Komunikat "mgła" pojawia się w dzienniku z Jużnego

"Nasz Dziennik" dotarł do karty z dziennika meteorologicznego z 10 kwietnia ub.r., sporządzonej tego dnia na lotnisku Smoleńsk Jużnyj. To najbliższy od miejsca katastrofy polskiego tupolewa cywilny ośrodek gromadzenia danych meteo. Gazeta publikuje fotokopię karty, na której powtarzają się wpisy z komunikatem "mgła".

Komunikat "mgła" pojawia się w dzienniku z Jużnego
Źródło zdjęć: © AFP | Natalia Kolesnikova

26.03.2011 | aktual.: 26.03.2011 10:26

Rosyjska prokuratura pytała meteorologów ze stacji na smoleńskim lotnisku Jużnyj, o powody nieprzekazania na czas na pokład tupolewa informacji o załamaniu pogody.
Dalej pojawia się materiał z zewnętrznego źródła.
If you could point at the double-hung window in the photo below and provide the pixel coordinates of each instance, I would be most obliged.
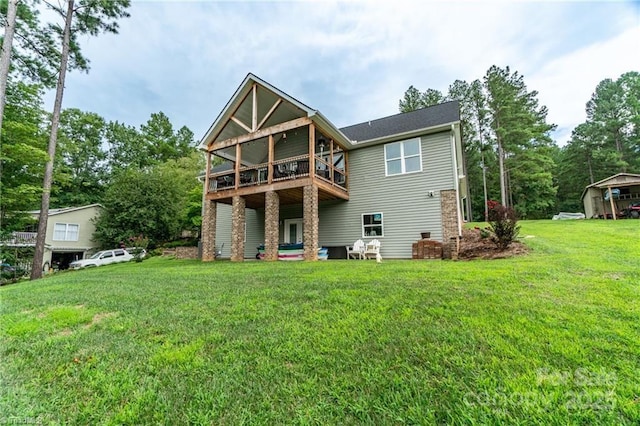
(372, 225)
(65, 232)
(403, 157)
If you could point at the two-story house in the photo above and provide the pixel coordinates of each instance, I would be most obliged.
(69, 235)
(289, 175)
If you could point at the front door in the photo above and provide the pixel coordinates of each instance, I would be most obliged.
(293, 231)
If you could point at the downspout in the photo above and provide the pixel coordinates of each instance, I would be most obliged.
(455, 178)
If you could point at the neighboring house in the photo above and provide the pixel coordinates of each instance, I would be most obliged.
(289, 175)
(69, 232)
(625, 188)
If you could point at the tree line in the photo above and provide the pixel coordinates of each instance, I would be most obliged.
(144, 177)
(510, 154)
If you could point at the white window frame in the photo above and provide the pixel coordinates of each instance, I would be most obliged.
(402, 158)
(66, 232)
(381, 225)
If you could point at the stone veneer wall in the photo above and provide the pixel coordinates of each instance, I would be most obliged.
(209, 230)
(450, 237)
(271, 220)
(310, 219)
(237, 229)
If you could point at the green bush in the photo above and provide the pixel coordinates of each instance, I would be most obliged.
(503, 222)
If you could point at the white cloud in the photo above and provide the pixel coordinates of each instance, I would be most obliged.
(353, 60)
(569, 81)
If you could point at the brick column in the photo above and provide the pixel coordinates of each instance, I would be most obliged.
(209, 230)
(237, 229)
(449, 209)
(271, 230)
(310, 219)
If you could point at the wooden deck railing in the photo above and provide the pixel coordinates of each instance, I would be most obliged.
(21, 238)
(285, 169)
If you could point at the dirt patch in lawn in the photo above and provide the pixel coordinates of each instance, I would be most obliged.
(474, 246)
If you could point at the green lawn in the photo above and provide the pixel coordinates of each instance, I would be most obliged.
(548, 338)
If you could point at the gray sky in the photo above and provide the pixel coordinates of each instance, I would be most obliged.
(352, 61)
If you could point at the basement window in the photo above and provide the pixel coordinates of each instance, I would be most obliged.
(372, 225)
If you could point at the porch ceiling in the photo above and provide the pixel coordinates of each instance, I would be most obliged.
(289, 196)
(265, 102)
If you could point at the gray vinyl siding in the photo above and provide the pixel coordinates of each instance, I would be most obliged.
(255, 230)
(402, 199)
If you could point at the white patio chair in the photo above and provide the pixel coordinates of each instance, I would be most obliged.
(372, 249)
(356, 251)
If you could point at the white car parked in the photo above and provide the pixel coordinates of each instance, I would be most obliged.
(103, 258)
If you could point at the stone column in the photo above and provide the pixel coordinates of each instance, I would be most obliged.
(449, 209)
(310, 219)
(271, 230)
(209, 230)
(237, 229)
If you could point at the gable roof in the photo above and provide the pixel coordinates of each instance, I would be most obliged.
(621, 179)
(404, 123)
(616, 181)
(274, 107)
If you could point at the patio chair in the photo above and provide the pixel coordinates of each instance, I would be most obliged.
(356, 251)
(372, 249)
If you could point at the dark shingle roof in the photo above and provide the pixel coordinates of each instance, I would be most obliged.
(448, 112)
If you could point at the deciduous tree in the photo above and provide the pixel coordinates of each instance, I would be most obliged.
(92, 17)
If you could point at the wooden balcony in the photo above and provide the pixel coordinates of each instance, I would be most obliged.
(286, 176)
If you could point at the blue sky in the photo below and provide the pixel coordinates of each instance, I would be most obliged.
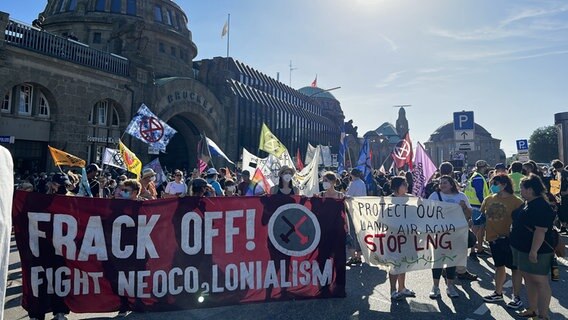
(505, 60)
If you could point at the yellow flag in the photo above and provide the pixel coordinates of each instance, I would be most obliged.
(269, 142)
(133, 164)
(62, 158)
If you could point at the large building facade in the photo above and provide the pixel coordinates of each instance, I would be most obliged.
(75, 81)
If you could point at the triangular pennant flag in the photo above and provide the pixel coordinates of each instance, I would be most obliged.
(133, 164)
(149, 129)
(269, 142)
(62, 158)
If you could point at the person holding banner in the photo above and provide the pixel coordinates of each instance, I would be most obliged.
(399, 185)
(498, 208)
(531, 242)
(448, 192)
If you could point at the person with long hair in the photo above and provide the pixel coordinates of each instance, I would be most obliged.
(498, 208)
(399, 185)
(531, 242)
(449, 192)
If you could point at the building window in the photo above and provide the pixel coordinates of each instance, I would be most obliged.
(97, 37)
(116, 6)
(158, 14)
(25, 103)
(100, 5)
(169, 17)
(131, 7)
(72, 5)
(6, 103)
(43, 110)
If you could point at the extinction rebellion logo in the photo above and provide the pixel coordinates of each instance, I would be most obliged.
(294, 230)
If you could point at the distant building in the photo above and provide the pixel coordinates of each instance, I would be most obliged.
(442, 146)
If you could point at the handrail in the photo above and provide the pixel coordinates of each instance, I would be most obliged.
(28, 37)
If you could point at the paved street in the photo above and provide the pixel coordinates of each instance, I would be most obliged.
(367, 298)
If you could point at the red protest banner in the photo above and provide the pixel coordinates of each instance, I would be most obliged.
(96, 255)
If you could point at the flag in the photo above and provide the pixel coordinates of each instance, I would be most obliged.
(307, 180)
(299, 163)
(214, 150)
(342, 148)
(62, 158)
(157, 167)
(269, 142)
(423, 170)
(402, 152)
(203, 153)
(133, 164)
(112, 157)
(257, 183)
(84, 187)
(148, 128)
(225, 29)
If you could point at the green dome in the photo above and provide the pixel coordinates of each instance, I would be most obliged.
(316, 92)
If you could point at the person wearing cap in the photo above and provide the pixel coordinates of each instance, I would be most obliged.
(285, 185)
(476, 191)
(148, 190)
(211, 177)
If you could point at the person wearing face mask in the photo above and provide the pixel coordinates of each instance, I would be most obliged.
(498, 208)
(148, 190)
(285, 185)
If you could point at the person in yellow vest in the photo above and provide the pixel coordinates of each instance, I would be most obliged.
(477, 190)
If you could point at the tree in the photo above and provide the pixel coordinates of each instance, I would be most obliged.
(543, 144)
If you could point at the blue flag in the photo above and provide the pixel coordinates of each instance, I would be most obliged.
(342, 147)
(146, 127)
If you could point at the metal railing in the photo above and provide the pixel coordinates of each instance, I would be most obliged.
(28, 37)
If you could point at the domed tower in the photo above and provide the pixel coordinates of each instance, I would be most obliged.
(150, 33)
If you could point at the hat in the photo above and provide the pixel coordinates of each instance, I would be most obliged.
(500, 166)
(356, 172)
(60, 178)
(148, 172)
(285, 168)
(92, 167)
(481, 163)
(199, 182)
(212, 171)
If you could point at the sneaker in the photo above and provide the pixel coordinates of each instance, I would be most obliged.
(452, 292)
(516, 303)
(467, 276)
(494, 297)
(435, 293)
(408, 293)
(395, 295)
(60, 316)
(473, 256)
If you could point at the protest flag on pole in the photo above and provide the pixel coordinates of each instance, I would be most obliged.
(62, 158)
(148, 128)
(133, 164)
(269, 142)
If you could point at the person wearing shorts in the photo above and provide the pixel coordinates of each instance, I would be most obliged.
(531, 239)
(498, 209)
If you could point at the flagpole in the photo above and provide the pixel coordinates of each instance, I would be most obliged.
(228, 32)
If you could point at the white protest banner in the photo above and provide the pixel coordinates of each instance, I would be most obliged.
(407, 233)
(307, 180)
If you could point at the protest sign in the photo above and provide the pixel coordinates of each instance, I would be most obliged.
(407, 233)
(100, 254)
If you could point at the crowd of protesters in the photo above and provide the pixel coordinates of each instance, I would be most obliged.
(510, 210)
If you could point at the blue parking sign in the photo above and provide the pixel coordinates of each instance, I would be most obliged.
(464, 120)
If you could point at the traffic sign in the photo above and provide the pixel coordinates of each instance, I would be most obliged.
(465, 146)
(522, 146)
(463, 135)
(464, 120)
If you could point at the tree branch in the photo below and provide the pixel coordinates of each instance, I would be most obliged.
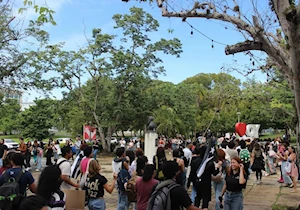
(239, 23)
(280, 7)
(243, 47)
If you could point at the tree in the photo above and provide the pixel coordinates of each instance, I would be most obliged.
(9, 111)
(113, 71)
(37, 120)
(16, 67)
(281, 45)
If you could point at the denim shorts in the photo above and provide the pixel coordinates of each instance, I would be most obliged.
(96, 204)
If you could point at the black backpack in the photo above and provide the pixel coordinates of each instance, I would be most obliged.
(160, 199)
(123, 177)
(186, 161)
(10, 197)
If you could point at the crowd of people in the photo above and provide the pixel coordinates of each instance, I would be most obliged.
(160, 183)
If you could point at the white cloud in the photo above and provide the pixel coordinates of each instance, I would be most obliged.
(30, 13)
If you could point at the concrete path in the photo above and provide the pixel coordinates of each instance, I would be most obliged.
(256, 197)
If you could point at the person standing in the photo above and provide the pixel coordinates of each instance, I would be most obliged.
(28, 155)
(96, 183)
(48, 188)
(49, 152)
(283, 154)
(178, 195)
(219, 180)
(3, 151)
(235, 182)
(65, 167)
(39, 157)
(245, 156)
(26, 179)
(77, 145)
(96, 149)
(144, 186)
(119, 163)
(56, 151)
(22, 147)
(257, 161)
(293, 173)
(231, 150)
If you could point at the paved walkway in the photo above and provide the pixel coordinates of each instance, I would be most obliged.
(256, 197)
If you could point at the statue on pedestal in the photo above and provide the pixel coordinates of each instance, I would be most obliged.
(151, 124)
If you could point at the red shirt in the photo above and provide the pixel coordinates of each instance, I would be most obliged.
(83, 164)
(144, 190)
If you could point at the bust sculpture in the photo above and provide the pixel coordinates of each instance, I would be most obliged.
(151, 124)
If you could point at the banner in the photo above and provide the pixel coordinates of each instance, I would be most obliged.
(89, 133)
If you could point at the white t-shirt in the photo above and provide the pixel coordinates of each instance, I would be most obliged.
(65, 168)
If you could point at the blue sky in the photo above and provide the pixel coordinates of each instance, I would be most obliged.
(76, 17)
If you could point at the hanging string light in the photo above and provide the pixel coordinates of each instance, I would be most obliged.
(195, 29)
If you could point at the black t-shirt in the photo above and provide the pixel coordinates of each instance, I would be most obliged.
(95, 186)
(179, 198)
(2, 149)
(232, 182)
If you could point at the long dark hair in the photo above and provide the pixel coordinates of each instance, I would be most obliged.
(148, 172)
(160, 153)
(140, 164)
(239, 161)
(49, 182)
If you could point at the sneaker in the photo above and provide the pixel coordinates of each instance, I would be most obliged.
(280, 181)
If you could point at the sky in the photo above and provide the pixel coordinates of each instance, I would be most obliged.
(76, 18)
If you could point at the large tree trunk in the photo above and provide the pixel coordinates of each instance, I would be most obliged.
(295, 78)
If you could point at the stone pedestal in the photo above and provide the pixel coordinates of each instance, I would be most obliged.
(150, 148)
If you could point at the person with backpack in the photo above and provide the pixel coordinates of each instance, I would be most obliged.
(14, 183)
(65, 167)
(219, 179)
(181, 177)
(84, 165)
(203, 184)
(235, 182)
(144, 186)
(257, 161)
(245, 156)
(158, 160)
(141, 162)
(95, 185)
(48, 188)
(120, 167)
(168, 195)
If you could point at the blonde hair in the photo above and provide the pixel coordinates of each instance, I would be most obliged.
(94, 168)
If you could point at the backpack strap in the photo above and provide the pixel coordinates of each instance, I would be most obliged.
(7, 177)
(19, 175)
(156, 161)
(166, 183)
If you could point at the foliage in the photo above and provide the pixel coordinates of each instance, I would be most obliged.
(16, 67)
(116, 73)
(37, 120)
(9, 111)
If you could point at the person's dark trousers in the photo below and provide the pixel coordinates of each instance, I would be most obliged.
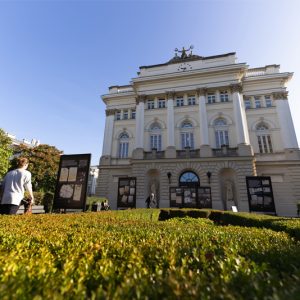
(8, 209)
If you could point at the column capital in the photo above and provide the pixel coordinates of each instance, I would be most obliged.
(236, 88)
(280, 95)
(140, 98)
(201, 92)
(170, 95)
(110, 111)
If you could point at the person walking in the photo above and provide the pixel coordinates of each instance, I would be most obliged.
(14, 185)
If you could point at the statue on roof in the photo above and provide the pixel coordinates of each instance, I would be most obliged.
(184, 52)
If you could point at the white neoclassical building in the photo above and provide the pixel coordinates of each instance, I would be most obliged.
(201, 132)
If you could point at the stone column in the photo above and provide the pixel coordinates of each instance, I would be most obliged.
(170, 150)
(205, 149)
(139, 129)
(241, 125)
(108, 136)
(288, 134)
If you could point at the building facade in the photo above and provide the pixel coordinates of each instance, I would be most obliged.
(192, 130)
Kontrolerzy z lotniska Siewiernyj tuż przed katastrofą kontaktowali się ze stacją meteo na Jużnym (Smoleńsk Południowy). Jednostka ta należy do cywilnych służb rosyjskiej hydrometeorologii.

Pracownicy instytucji byli przesłuchiwani przez prokuraturę i Międzypaństwowy Komitet Lotniczy (MAK). To właśnie do stacji na Jużnym 10 kwietnia ub.r. dzwonił płk Nikołaj Krasnokutski, by potwierdzić pogodę dla Siewiernego, na którym miał lądować polski samolot z prezydentem Lechem Kaczyńskim na pokładzie.

Oba lotniska dzieli 8 kilometrów, położone są na zupełnie inaczej ukształtowanym terenie. Jest jasne, że zjawiska meteorologiczne wyglądają w obu miejscach inaczej, a przy tym w różnym czasie. Krasnokutski dowiaduje się, że zaczyna się "trochę polepszać". Zanim jednak wiatr przegnał mgłę przez całe miasto, przez Dniepr i wleciał w głęboki jar rzeczki Wiazowienki, musiało minąć trochę czasu.